Le procureur a accusé Dadis de n’avoir pas pris de mesures pour stopper les actions des hommes dont il était responsable. “Il n’a rien fait pour que ce meeting ne soit pas réprimé. Au contraire, il l’a planifié”, a déclaré Elhadj Sidiki Camara, un autre représentant du ministère public. Cette accusation repose sur des preuves montrant que Dadis aurait prémédité la répression de la manifestation, aggravant ainsi sa culpabilité.
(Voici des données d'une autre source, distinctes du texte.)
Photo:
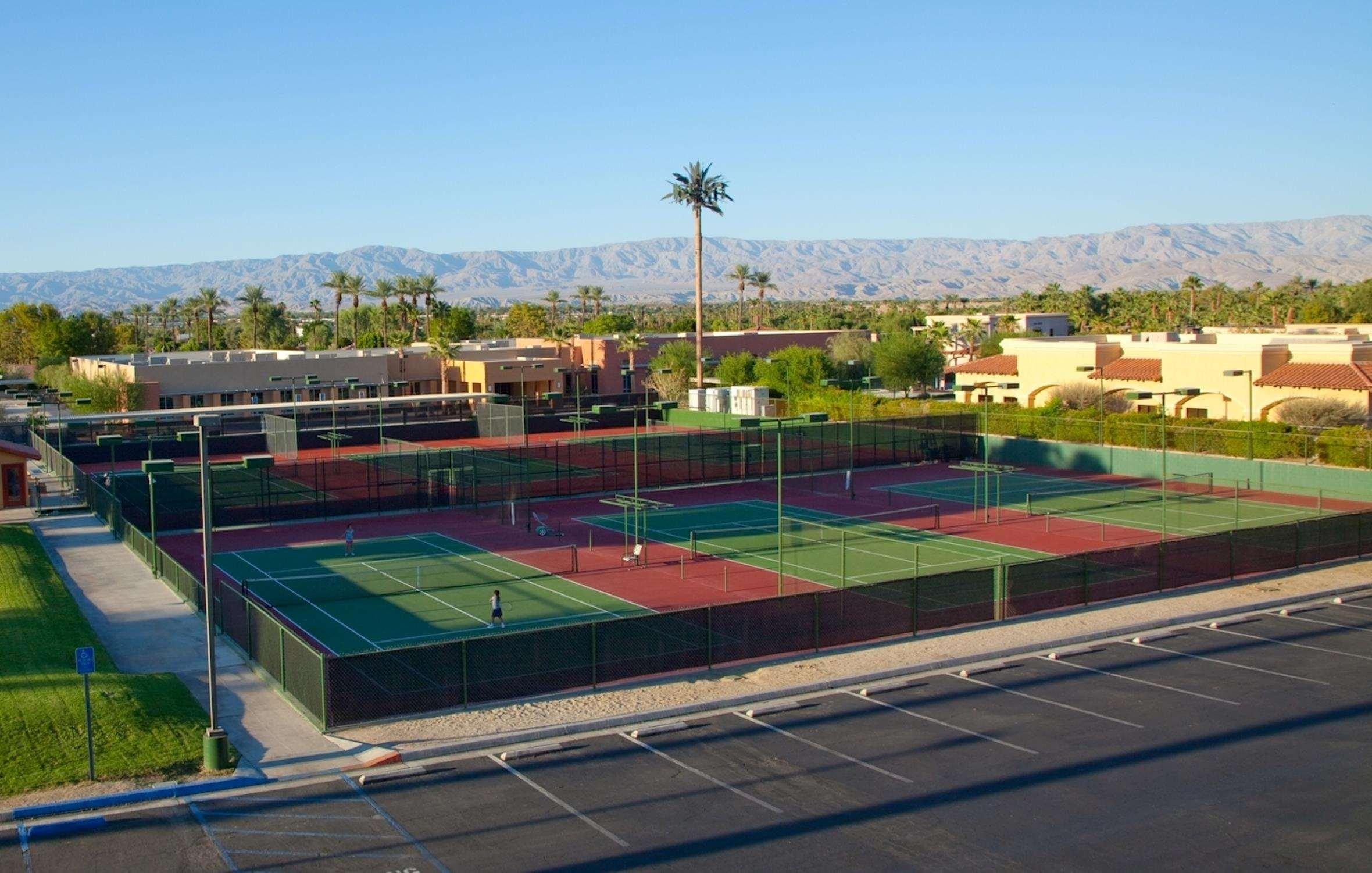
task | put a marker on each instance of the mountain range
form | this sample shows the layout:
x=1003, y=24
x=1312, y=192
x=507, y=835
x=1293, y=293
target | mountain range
x=1154, y=256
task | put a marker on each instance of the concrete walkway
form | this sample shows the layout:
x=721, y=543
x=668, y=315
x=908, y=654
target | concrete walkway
x=149, y=629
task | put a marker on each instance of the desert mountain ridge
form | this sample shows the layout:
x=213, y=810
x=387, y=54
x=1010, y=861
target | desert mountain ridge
x=1152, y=256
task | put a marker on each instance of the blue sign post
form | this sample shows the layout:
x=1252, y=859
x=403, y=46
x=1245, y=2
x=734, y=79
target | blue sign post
x=85, y=666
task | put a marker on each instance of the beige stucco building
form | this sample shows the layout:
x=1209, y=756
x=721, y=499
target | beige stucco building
x=1321, y=361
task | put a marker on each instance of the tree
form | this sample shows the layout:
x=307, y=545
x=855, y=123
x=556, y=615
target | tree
x=737, y=368
x=699, y=190
x=610, y=323
x=253, y=298
x=850, y=346
x=338, y=282
x=762, y=280
x=905, y=361
x=356, y=288
x=383, y=290
x=741, y=273
x=526, y=320
x=210, y=302
x=794, y=371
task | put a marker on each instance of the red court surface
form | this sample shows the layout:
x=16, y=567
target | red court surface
x=671, y=580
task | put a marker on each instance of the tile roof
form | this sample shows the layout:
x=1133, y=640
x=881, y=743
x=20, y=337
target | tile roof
x=1356, y=376
x=992, y=365
x=1131, y=370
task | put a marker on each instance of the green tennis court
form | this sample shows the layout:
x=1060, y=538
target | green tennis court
x=413, y=589
x=824, y=548
x=1193, y=505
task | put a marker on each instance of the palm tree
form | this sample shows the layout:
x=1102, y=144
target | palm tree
x=699, y=190
x=253, y=298
x=430, y=288
x=210, y=302
x=338, y=283
x=742, y=273
x=356, y=288
x=584, y=294
x=762, y=280
x=384, y=290
x=631, y=345
x=1191, y=284
x=553, y=300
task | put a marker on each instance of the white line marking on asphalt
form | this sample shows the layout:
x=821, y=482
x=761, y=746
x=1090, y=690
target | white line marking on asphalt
x=825, y=749
x=395, y=825
x=558, y=801
x=704, y=776
x=1065, y=706
x=891, y=706
x=209, y=832
x=1300, y=646
x=1130, y=679
x=1297, y=618
x=1227, y=664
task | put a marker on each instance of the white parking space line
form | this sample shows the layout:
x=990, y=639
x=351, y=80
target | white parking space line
x=1054, y=703
x=559, y=801
x=1300, y=646
x=702, y=775
x=1130, y=679
x=825, y=749
x=967, y=731
x=1301, y=618
x=395, y=825
x=1227, y=664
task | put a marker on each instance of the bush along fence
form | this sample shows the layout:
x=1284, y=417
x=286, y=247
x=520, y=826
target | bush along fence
x=334, y=691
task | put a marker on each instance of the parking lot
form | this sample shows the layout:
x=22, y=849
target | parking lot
x=1231, y=746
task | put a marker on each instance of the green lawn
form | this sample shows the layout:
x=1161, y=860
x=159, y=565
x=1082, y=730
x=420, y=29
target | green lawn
x=144, y=725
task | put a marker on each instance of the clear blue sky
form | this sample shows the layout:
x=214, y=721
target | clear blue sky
x=138, y=134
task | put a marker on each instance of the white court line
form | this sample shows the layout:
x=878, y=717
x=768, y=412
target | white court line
x=427, y=595
x=967, y=731
x=825, y=749
x=268, y=576
x=1130, y=679
x=468, y=558
x=1300, y=646
x=559, y=801
x=395, y=825
x=1227, y=664
x=1065, y=706
x=209, y=832
x=1298, y=618
x=702, y=775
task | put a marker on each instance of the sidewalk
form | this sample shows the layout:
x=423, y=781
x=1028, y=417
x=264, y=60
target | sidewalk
x=149, y=629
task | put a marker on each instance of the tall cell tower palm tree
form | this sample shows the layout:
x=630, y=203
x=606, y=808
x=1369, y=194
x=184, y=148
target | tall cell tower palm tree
x=338, y=283
x=210, y=302
x=699, y=190
x=741, y=273
x=762, y=280
x=253, y=298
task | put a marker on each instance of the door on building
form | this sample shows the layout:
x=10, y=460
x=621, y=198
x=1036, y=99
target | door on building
x=14, y=479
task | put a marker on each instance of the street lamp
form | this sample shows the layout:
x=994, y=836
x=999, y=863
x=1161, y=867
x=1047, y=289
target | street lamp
x=1163, y=408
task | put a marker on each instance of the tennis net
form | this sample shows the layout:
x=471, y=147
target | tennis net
x=1095, y=497
x=379, y=578
x=891, y=526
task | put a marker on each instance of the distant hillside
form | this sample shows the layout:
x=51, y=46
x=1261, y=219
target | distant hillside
x=1152, y=256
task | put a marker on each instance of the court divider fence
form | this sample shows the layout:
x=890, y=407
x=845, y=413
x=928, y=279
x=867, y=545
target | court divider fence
x=337, y=689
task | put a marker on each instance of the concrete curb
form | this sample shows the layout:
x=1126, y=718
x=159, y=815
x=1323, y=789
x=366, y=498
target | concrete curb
x=139, y=795
x=741, y=702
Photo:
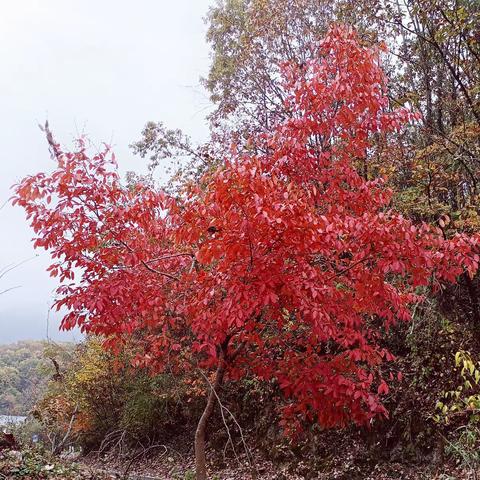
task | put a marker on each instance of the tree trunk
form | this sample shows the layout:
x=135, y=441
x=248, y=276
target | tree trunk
x=200, y=457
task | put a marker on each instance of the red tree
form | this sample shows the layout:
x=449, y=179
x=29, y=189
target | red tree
x=284, y=265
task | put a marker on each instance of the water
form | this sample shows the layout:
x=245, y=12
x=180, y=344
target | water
x=11, y=420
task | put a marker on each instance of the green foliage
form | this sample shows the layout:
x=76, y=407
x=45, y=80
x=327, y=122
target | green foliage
x=465, y=398
x=104, y=394
x=24, y=373
x=35, y=464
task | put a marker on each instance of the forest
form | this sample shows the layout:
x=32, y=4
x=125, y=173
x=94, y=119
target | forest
x=301, y=299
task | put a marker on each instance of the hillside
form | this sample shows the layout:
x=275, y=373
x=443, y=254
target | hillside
x=24, y=373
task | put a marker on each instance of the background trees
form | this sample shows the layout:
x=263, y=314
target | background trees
x=285, y=264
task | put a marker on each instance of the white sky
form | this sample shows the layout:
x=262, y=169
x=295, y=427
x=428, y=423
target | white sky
x=103, y=67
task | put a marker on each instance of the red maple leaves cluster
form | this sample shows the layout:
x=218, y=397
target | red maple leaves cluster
x=284, y=264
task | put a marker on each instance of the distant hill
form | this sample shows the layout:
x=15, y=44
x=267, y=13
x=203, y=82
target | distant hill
x=24, y=372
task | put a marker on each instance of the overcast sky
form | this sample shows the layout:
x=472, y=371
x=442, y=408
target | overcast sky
x=102, y=67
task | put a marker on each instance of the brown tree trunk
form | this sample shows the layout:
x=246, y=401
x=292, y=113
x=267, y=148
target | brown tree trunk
x=200, y=457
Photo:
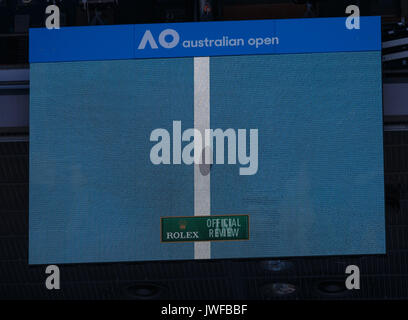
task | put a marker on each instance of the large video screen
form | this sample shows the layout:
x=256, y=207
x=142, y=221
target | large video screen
x=210, y=140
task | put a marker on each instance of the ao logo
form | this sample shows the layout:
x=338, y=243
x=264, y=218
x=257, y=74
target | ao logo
x=163, y=39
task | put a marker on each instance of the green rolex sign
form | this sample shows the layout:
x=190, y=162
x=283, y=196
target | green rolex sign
x=205, y=228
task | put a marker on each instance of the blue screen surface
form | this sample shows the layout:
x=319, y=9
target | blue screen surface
x=96, y=196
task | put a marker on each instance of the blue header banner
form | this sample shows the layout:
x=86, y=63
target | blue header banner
x=194, y=39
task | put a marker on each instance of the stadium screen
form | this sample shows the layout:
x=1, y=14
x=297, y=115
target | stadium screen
x=241, y=139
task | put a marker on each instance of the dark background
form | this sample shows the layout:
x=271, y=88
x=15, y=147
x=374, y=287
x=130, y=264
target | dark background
x=382, y=276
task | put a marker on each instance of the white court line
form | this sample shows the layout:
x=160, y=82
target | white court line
x=202, y=199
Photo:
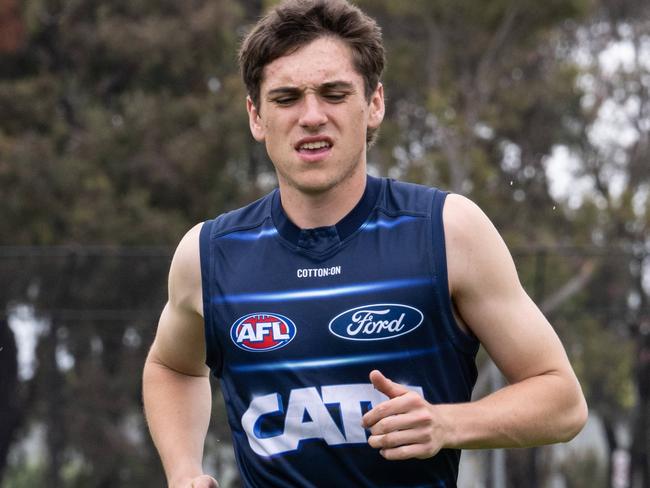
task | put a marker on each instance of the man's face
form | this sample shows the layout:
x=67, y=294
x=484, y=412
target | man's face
x=313, y=116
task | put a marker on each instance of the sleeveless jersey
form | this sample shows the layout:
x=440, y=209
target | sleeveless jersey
x=295, y=320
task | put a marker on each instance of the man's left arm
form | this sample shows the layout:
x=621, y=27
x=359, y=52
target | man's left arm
x=541, y=404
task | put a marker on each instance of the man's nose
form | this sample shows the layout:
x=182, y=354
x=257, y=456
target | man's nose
x=313, y=113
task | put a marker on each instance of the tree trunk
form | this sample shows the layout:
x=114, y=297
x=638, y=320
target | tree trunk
x=640, y=455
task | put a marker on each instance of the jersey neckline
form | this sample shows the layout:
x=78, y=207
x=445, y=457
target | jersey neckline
x=322, y=239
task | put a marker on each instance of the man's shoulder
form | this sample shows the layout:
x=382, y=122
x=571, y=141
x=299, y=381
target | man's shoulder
x=247, y=217
x=410, y=197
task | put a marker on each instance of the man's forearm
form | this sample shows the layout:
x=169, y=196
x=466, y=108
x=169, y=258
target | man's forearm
x=539, y=410
x=177, y=408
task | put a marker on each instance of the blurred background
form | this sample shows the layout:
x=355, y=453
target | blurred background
x=122, y=124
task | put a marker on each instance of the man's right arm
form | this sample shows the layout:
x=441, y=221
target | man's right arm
x=176, y=388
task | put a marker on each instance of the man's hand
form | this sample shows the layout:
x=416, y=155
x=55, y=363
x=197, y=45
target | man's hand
x=203, y=481
x=406, y=425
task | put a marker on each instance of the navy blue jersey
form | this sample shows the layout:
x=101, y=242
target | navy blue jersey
x=295, y=320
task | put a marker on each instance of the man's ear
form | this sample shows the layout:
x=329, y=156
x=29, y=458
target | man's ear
x=377, y=107
x=255, y=120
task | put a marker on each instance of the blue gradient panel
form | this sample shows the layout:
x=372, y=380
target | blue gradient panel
x=338, y=291
x=388, y=224
x=333, y=362
x=251, y=236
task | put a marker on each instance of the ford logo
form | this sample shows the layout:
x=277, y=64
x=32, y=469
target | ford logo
x=376, y=322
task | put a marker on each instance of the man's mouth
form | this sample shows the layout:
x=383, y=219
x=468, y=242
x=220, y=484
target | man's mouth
x=313, y=145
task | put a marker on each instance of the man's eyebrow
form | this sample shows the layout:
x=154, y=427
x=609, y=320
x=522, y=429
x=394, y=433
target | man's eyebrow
x=329, y=85
x=283, y=90
x=337, y=85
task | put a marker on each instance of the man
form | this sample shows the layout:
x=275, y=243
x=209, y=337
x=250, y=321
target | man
x=342, y=313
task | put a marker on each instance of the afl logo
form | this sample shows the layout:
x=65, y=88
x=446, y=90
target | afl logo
x=262, y=332
x=376, y=322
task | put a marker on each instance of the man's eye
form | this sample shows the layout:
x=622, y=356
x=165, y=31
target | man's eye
x=335, y=97
x=285, y=100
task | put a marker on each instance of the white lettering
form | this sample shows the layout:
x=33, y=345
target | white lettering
x=278, y=335
x=364, y=322
x=256, y=334
x=247, y=332
x=318, y=272
x=307, y=417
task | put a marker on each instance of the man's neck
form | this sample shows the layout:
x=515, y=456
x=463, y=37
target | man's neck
x=308, y=211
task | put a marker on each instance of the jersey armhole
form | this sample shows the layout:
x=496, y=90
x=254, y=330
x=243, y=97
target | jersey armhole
x=465, y=341
x=213, y=358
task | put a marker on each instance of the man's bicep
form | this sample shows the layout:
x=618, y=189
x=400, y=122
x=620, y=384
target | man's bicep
x=491, y=301
x=179, y=342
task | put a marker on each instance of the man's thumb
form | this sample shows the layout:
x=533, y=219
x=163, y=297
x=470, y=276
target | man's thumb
x=205, y=481
x=386, y=386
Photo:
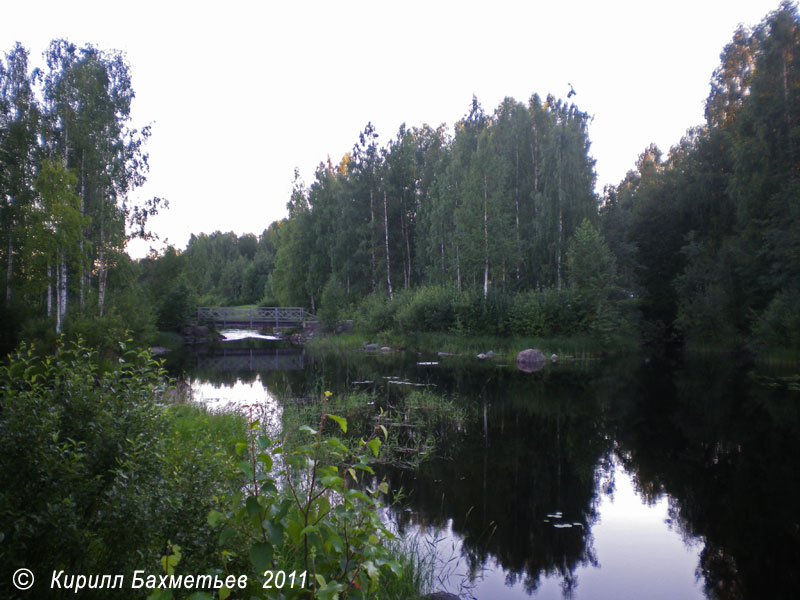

Réquisitions Inattendues a l’encontre de Toumba
Le parquet a surpris en demandant une peine de 14 ans d’emprisonnement contre deux accusés, et 15 ans pour trois autres. Le procureur a refusé les circonstances atténuantes, soulignant la gravité des crimes commis et l’impact durable sur les victimes et leurs familles.
Parmi eux, Ibrahima Camara, alias Kalonzo, Paul Mansa Guilavogui, deux militaires de moindre importance, et Aboubakar Diakité, surnommé Toumba. Ce-dernier est devenu populaire sur les réseaux sociaux pour sa répartie et sa décision de révéler “sa part de vérité” durant le procès. Beaucoup appellent à son acquittement en ligne.
Cependant, les avocats des parties civiles ont insisté sur le rôle de Toumba dans le massacre du stade, où plus d’une centaine de personnes ont péri. Selon eux, Toumba était bel et bien présent sur les lieux pour prendre part à la répression.
Le parquet a montré plus de clémence envers Cécé Raphaël Haba et Mamadou Aliou Keïta, réclamant 14 ans de détention pour chacun. Mamadou Aliou Keïta est pourtant accusé de viol par une victime qui l’a formellement identifié. Ces réquisitions sont désormais entre les mains du tribunal, qui décidera du verdict final.
Une journée fatidique et ses répercussions internationales
Le massacre du 28 septembre 2009 a suscité une vive indignation nationale et internationale. Les événements de cette journée ont été marqués par une brutalité effrénée et une répression aveugle. Le représentant du ministère public a qualifié cette journée de “fatidique” et a évoqué une “indignation nationale et internationale”.
L’ampleur des violences et la réponse internationale ont poussé à la création d’une commission d’enquête internationale mandatée par l’ONU. Le rapport de cette-dernière a mis en évidence l’horreur des événements et a recommandé des actions judiciaires contre les responsables. Ce procès est donc crucial non seulement pour la Guinée, mais aussi pour la communauté internationale, qui suit de près les développements et attend que justice soit rendue.
Alors que le ministère public présente ses réquisitions, l’attention se porte sur le tribunal, chargé de décider des peines pour les accusés. Les avocats de la défense s’exprimeront également avant le verdict final. La réclusion criminelle à perpétuité, assortie d’une période de sûreté de 30 ans, est requise pour Moussa Dadis Camara et plusieurs autres responsables. Ces peines sévères reflètent la gravité des crimes commis et l’impact durable sur les victimes. La Guinée et le monde attendent avec impatience le verdict final, espérant que ce procès historique apportera enfin justice et réconciliation.